When your boss just scheduled a meeting in the big conference room, you know you’re about to meet some new people. And they are likely people who you want to make a good impression upon. So it’s time to flex your professional introduction skills.
So how do you introduce yourself to fellow coworkers, executives, partners, and higher-ups in the company?
Here are some tips to get you started:
1. Explain more than your title.
Don’t just introduce yourself as Mark the Program Specialist. Talk about how you contribute to the team and how you can bring your skills to the table to help the business out with its projects.
2. A smile and a nod go a long way.
Always smile when speaking. It gives off a good impression and lets recruiters know that you are engaged and enthusiastic.

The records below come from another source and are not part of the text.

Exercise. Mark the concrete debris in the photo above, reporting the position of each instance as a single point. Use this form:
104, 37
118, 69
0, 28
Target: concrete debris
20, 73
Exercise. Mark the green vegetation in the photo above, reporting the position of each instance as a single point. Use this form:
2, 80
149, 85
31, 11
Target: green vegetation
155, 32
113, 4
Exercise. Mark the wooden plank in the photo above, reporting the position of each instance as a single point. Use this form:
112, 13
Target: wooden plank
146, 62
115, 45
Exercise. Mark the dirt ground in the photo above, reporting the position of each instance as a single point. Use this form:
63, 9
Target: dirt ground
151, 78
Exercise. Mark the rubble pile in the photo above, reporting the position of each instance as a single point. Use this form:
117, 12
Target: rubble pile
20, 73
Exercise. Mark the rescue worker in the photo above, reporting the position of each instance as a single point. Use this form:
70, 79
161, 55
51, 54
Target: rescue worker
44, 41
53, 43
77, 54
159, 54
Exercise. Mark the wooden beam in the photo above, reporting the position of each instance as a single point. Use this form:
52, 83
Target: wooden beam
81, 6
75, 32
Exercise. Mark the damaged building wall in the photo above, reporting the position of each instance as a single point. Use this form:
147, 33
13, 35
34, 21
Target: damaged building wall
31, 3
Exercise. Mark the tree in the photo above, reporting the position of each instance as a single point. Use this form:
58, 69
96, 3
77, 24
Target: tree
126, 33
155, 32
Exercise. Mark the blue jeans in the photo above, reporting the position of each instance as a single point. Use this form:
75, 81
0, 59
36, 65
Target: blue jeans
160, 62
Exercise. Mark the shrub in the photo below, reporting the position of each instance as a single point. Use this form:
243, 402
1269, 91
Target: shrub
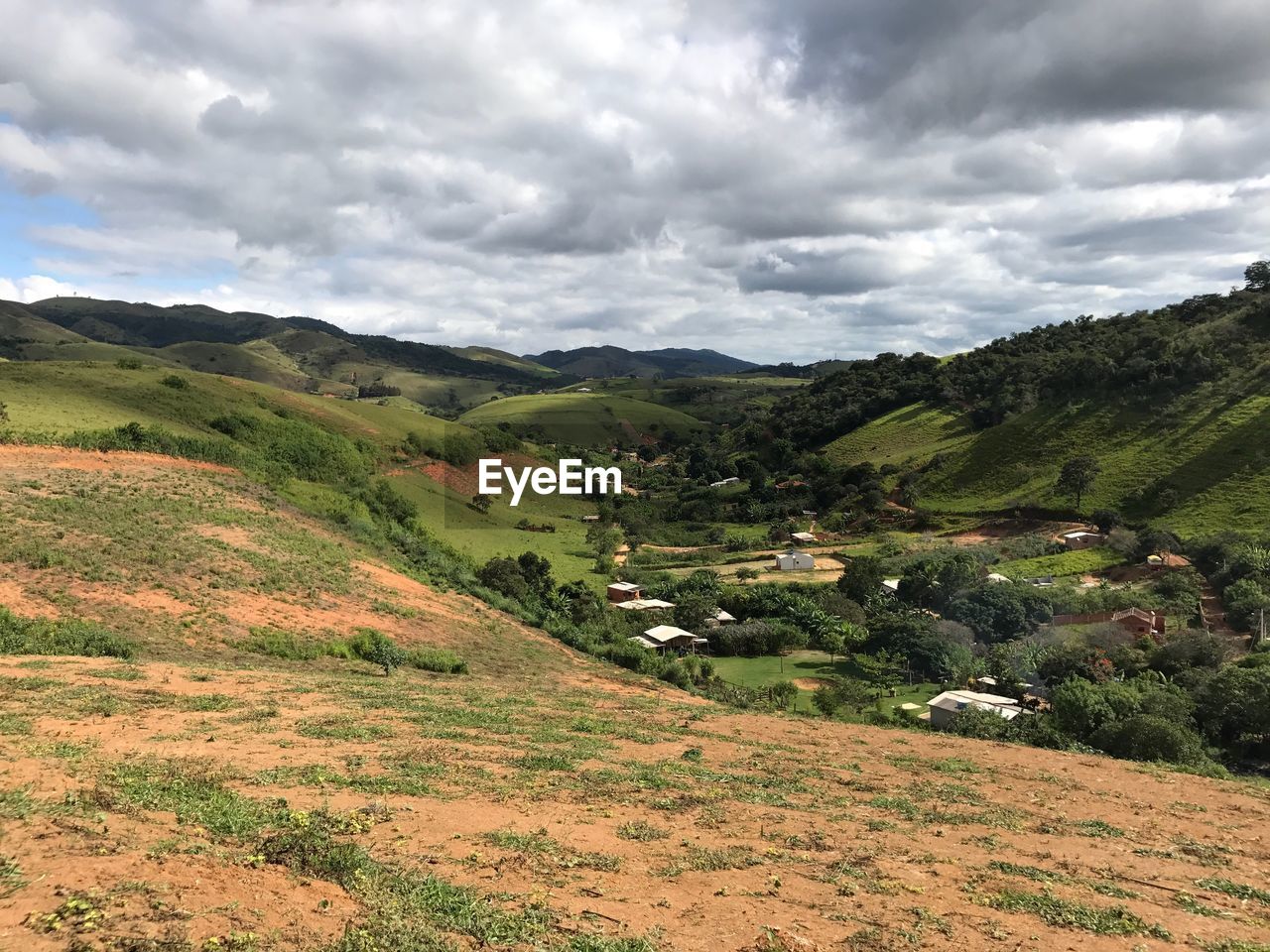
377, 648
42, 636
1151, 738
984, 725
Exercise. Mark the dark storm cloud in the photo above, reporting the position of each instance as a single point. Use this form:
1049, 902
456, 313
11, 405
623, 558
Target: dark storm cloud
1026, 61
862, 175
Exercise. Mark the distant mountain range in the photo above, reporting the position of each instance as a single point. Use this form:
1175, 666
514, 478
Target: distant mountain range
619, 362
314, 356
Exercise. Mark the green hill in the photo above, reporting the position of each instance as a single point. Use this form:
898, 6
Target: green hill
619, 362
299, 353
581, 419
716, 399
1173, 404
500, 357
50, 402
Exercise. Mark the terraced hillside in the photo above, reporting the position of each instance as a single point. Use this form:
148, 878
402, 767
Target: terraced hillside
583, 419
1198, 465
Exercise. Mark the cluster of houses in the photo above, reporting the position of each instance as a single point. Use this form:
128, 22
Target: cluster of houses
629, 597
943, 708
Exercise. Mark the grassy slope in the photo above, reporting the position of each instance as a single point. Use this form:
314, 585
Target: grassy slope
235, 361
59, 398
488, 354
448, 515
912, 433
715, 399
581, 419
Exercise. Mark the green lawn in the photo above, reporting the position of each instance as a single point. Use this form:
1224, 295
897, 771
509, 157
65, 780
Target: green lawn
484, 536
769, 669
1080, 562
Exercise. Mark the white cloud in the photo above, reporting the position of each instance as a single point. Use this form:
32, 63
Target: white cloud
775, 179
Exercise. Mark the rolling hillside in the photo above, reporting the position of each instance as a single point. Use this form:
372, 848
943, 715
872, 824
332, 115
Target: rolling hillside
715, 399
55, 402
1174, 405
617, 362
298, 353
581, 419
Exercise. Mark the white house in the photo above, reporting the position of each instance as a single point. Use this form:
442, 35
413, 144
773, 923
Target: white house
668, 636
1080, 538
947, 706
794, 561
644, 604
624, 592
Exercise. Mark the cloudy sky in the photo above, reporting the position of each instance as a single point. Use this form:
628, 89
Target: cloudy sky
779, 179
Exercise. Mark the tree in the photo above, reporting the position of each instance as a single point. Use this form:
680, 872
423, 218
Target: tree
830, 642
503, 575
1245, 601
1233, 707
884, 670
1257, 276
1078, 476
536, 572
1151, 738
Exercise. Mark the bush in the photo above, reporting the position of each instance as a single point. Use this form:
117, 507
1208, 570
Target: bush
436, 658
983, 725
1151, 738
42, 636
377, 648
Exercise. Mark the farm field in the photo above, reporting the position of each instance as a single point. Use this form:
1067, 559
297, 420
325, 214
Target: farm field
444, 508
583, 419
911, 434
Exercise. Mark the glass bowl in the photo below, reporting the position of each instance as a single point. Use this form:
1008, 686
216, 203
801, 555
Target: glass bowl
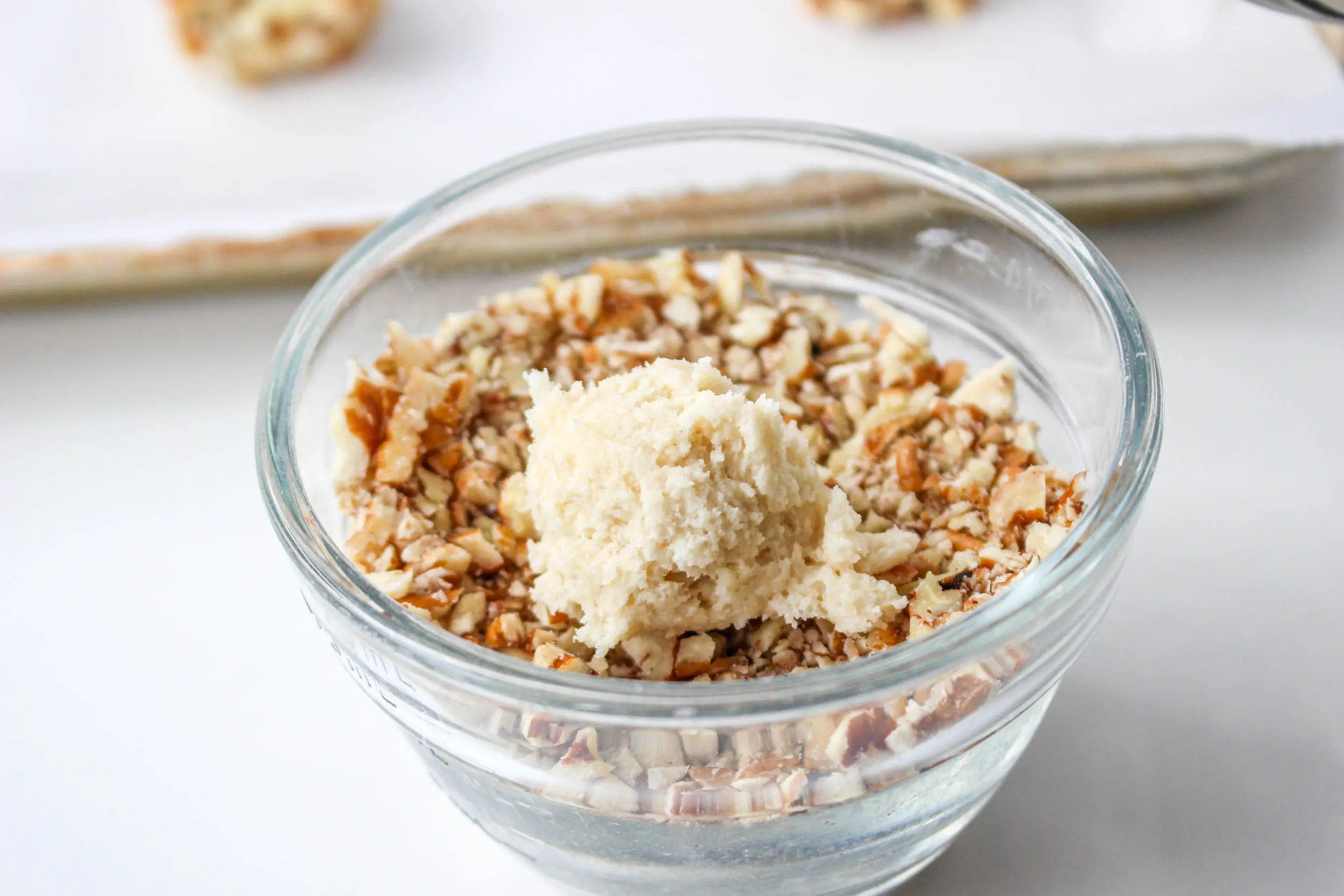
846, 779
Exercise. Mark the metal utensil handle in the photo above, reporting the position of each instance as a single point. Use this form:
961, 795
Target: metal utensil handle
1318, 10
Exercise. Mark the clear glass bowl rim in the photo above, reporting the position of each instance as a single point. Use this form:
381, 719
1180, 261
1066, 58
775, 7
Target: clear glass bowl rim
1047, 591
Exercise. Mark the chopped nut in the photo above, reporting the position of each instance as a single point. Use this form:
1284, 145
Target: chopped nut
700, 746
694, 655
656, 749
432, 442
483, 553
468, 613
552, 656
662, 777
754, 326
652, 655
992, 390
837, 787
507, 630
1020, 499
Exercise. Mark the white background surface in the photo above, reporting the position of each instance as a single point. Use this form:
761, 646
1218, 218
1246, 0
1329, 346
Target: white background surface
175, 723
112, 138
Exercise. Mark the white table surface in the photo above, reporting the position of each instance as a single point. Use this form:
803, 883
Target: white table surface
175, 723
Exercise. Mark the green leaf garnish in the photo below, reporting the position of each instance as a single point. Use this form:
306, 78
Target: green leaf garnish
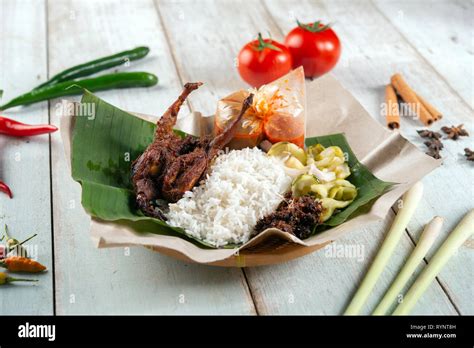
104, 147
262, 44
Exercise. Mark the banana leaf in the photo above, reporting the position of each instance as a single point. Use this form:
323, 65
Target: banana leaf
369, 187
105, 143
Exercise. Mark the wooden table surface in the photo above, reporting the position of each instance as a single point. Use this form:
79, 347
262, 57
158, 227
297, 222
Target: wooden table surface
430, 42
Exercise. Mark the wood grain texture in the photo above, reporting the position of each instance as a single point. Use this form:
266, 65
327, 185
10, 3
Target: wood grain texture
135, 280
198, 41
372, 51
24, 162
214, 50
322, 283
439, 38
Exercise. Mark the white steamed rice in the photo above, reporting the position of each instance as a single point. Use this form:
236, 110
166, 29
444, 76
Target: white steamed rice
244, 186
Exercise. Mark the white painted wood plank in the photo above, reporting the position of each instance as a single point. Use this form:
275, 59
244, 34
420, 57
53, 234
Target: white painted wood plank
212, 42
24, 163
323, 282
125, 281
442, 32
372, 51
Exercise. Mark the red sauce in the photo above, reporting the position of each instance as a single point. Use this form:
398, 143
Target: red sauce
285, 127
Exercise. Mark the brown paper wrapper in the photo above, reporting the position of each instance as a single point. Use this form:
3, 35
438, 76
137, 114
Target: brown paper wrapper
330, 109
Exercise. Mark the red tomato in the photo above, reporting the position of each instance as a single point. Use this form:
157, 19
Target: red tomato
314, 46
262, 61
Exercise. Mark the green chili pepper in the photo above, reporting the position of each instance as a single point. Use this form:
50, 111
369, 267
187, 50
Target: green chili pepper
97, 65
101, 83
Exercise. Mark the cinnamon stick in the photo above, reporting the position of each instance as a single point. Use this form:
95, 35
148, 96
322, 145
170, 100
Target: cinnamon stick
392, 114
431, 109
410, 97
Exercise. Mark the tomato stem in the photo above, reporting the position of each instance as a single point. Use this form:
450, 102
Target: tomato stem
315, 27
262, 44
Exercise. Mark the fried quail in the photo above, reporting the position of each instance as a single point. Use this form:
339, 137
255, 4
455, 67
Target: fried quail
172, 165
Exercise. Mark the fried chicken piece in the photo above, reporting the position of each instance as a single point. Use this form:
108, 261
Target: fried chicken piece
170, 165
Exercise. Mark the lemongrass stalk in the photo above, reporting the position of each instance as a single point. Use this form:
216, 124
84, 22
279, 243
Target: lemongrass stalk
456, 238
425, 242
410, 201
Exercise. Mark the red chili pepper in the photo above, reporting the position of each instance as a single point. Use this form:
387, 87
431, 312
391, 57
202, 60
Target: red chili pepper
4, 188
18, 129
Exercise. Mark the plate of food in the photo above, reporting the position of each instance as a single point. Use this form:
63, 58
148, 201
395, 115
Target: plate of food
274, 174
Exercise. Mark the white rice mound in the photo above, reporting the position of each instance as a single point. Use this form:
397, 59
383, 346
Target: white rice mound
244, 186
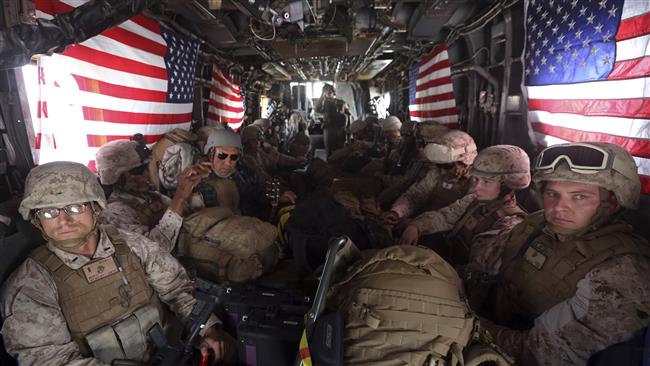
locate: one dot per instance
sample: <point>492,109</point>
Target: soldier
<point>89,295</point>
<point>453,152</point>
<point>133,204</point>
<point>223,149</point>
<point>335,112</point>
<point>490,210</point>
<point>574,278</point>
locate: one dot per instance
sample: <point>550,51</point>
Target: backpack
<point>223,247</point>
<point>172,137</point>
<point>403,306</point>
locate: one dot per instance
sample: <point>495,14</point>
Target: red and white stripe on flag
<point>614,107</point>
<point>431,93</point>
<point>137,77</point>
<point>226,100</point>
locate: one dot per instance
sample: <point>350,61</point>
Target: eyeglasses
<point>223,156</point>
<point>583,159</point>
<point>139,170</point>
<point>49,213</point>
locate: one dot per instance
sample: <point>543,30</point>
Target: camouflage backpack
<point>223,247</point>
<point>172,137</point>
<point>405,306</point>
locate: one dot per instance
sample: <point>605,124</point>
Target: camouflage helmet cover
<point>358,126</point>
<point>222,138</point>
<point>407,128</point>
<point>60,183</point>
<point>621,179</point>
<point>391,123</point>
<point>115,158</point>
<point>510,164</point>
<point>452,146</point>
<point>430,130</point>
<point>251,132</point>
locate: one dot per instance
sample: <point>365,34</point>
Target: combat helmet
<point>116,158</point>
<point>222,138</point>
<point>60,183</point>
<point>602,164</point>
<point>453,146</point>
<point>510,164</point>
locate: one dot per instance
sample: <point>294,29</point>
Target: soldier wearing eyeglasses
<point>92,292</point>
<point>134,204</point>
<point>574,278</point>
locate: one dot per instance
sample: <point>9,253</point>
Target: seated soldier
<point>454,153</point>
<point>390,129</point>
<point>490,209</point>
<point>574,278</point>
<point>91,293</point>
<point>231,184</point>
<point>133,205</point>
<point>223,149</point>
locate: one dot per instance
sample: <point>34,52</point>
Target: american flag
<point>137,77</point>
<point>587,67</point>
<point>431,94</point>
<point>226,100</point>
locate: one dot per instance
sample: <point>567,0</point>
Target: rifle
<point>208,295</point>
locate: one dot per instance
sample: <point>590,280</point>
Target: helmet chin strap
<point>602,217</point>
<point>70,244</point>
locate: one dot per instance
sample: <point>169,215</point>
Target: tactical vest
<point>98,313</point>
<point>479,218</point>
<point>402,306</point>
<point>448,191</point>
<point>226,191</point>
<point>149,213</point>
<point>539,271</point>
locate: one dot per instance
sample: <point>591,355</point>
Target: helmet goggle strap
<point>70,244</point>
<point>583,159</point>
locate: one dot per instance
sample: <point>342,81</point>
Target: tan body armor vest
<point>448,191</point>
<point>539,271</point>
<point>227,192</point>
<point>479,218</point>
<point>88,307</point>
<point>149,214</point>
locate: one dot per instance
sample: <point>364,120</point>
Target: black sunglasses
<point>223,156</point>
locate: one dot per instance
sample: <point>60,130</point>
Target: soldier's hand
<point>212,343</point>
<point>410,236</point>
<point>390,217</point>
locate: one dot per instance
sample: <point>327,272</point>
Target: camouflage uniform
<point>580,292</point>
<point>34,328</point>
<point>144,213</point>
<point>123,212</point>
<point>436,189</point>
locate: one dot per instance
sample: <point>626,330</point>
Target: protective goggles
<point>49,213</point>
<point>583,159</point>
<point>224,156</point>
<point>444,154</point>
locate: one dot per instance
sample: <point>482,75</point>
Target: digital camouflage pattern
<point>626,189</point>
<point>611,302</point>
<point>60,183</point>
<point>34,329</point>
<point>487,247</point>
<point>116,158</point>
<point>147,215</point>
<point>510,164</point>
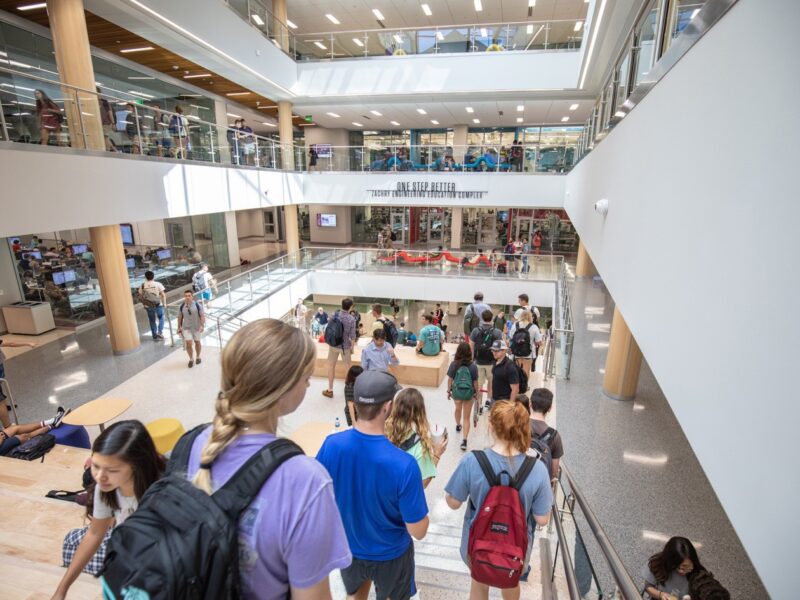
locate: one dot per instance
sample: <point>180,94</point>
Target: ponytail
<point>510,423</point>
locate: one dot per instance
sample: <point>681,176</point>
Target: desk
<point>98,412</point>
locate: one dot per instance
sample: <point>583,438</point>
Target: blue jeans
<point>152,313</point>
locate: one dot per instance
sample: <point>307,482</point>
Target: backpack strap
<point>486,467</point>
<point>240,490</point>
<point>179,459</point>
<point>524,470</point>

Job Interview Introductions
Job interviews are also a part of a professional environment, but since you don’t know any of the people yet, and you don’t even know if you will be working there yet, it is best to be as polite as possible. There are certain ways you can introduce yourself that will make a lasting impression and boost your chances of getting hired.
1. Maintain good body language.
Always look people in the eye when they are speaking to you, and when you are speaking to them. This can help you stay alert and professional, and it silently lets the recruiters know that you are very interested in the conversation.
2. Greet everybody.
Greet everyone you meet, from the receptionist to the hiring manager. Not only will these people possible be your coworkers, but it’s also good to show that you can be polite and cordial. People want you to get involved with the company, so approach people with a smile to let them know that you are happy to be there.
3. Call the interviewer by name.
Your recruiter will introduce themselves to you, and it’s important that you remember their name. Bringing it up later in conversation can show that you have been paying attention. Forming a personal connection with the interviewer is always a good idea so you can make a good impression.
4. Work on your handshake!
Make sure your handshake isn’t too weak. A firm grip shows steadiness and confidence. You don’t want to overdo it by crushing them, but don’t be afraid to go in for a nice hearty handshake. This is a common-place form of greeting in the professional world, and it’s good to practice these little mannerisms beforehand. They can really add up to make a big difference on your first impression!